La única palabra reverberó en mi cráneo, cada repetición como garras arañando mi mente.
Mis dedos se tensaron alrededor del borde de la mesa hasta que mis nudillos se pusieron blancos como el hueso.
La sangre rugía en mis oídos, ahogando todo excepto aquella palabra condenatoria.
—¿Qué demonios quieres decir con malditos?
—Las palabras salieron de mi garganta en un gruñido que hizo que mi lobo se paseara inquieto bajo mi piel.
El suspiro de Halle crepitó a través del altavoz del teléfono, cargado de reluctancia.
—Esto no es un simple hechizo, Jefferson.
Estamos hablando de algo antiguo, algo que está entretejido en tu linaje.
Es la razón por la que tu conexión con tu lobo ha estado tan fracturada.
Cada instinto que poseía gritaba peligro, la energía de mi lobo crepitando por mis venas como electricidad.
—¿Por qué ahora?
—La pregunta salió lo suficientemente afilada como para cortar.

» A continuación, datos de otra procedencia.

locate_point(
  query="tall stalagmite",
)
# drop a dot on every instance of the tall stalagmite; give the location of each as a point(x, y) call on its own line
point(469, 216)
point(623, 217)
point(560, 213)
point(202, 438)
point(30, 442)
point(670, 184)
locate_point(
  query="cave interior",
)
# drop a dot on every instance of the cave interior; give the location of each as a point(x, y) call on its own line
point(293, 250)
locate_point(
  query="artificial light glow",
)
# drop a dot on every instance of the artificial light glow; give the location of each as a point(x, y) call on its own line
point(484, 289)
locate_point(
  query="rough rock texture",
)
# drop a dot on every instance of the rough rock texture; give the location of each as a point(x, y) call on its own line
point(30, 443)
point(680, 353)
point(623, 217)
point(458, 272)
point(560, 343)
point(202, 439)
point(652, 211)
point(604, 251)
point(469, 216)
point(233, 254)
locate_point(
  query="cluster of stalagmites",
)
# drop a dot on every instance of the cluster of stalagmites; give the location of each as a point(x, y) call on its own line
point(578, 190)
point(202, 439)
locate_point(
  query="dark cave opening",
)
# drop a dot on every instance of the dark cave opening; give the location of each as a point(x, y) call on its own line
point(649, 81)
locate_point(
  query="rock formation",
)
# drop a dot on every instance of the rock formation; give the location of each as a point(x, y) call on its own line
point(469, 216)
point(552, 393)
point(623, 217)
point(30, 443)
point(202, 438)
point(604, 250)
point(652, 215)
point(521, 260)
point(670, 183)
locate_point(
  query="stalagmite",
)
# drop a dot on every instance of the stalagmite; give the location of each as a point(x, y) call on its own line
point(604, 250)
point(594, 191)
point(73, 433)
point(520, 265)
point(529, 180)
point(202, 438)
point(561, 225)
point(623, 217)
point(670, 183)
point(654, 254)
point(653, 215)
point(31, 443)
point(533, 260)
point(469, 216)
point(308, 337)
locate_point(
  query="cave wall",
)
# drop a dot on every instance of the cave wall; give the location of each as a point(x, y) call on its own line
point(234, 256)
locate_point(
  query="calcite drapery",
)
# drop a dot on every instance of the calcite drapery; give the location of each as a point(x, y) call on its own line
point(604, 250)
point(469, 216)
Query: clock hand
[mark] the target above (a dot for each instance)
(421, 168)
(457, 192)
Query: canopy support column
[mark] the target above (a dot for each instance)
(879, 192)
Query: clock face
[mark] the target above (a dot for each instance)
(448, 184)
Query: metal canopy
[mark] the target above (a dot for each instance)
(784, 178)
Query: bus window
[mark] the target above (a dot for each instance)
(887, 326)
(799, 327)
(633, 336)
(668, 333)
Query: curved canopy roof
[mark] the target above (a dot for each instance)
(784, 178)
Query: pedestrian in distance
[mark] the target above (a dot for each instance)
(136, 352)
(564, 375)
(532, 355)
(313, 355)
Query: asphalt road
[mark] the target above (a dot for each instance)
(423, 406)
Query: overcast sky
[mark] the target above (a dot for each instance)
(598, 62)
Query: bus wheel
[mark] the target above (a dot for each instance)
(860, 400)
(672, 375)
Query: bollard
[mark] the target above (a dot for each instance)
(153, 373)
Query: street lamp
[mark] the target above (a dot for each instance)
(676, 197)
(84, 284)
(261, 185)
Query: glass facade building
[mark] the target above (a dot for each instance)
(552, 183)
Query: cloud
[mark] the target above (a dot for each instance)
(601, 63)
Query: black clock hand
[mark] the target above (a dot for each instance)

Un escalofrío recorrió mi columna mientras esperaba su respuesta—.
¿Qué lo hace relevante ahora?
—Porque —la voz de Halle bajó hasta apenas un susurro—, la maldición se activa cuando encuentras a tu pareja.
Esto va más allá de todo lo que hayas imaginado.
Necesitas venir aquí ahora.
Hay cosas que no se pueden explicar por teléfono.
¿Qué tan rápido puedes llegar?
Me pasé la mano por el pelo, apenas manteniendo mi frustración bajo control.
—Lo suficientemente pronto.
Terminé la llamada sin ceremonia, apartándome de la mesa.
Mientras caminaba hacia la entrada de la propiedad, mis ojos se desviaron hacia la casa principal.
Por un breve momento, consideré regresar con Elisabeth.
Explicarle a dónde me dirigía, qué tormenta se estaba gestando a nuestro alrededor.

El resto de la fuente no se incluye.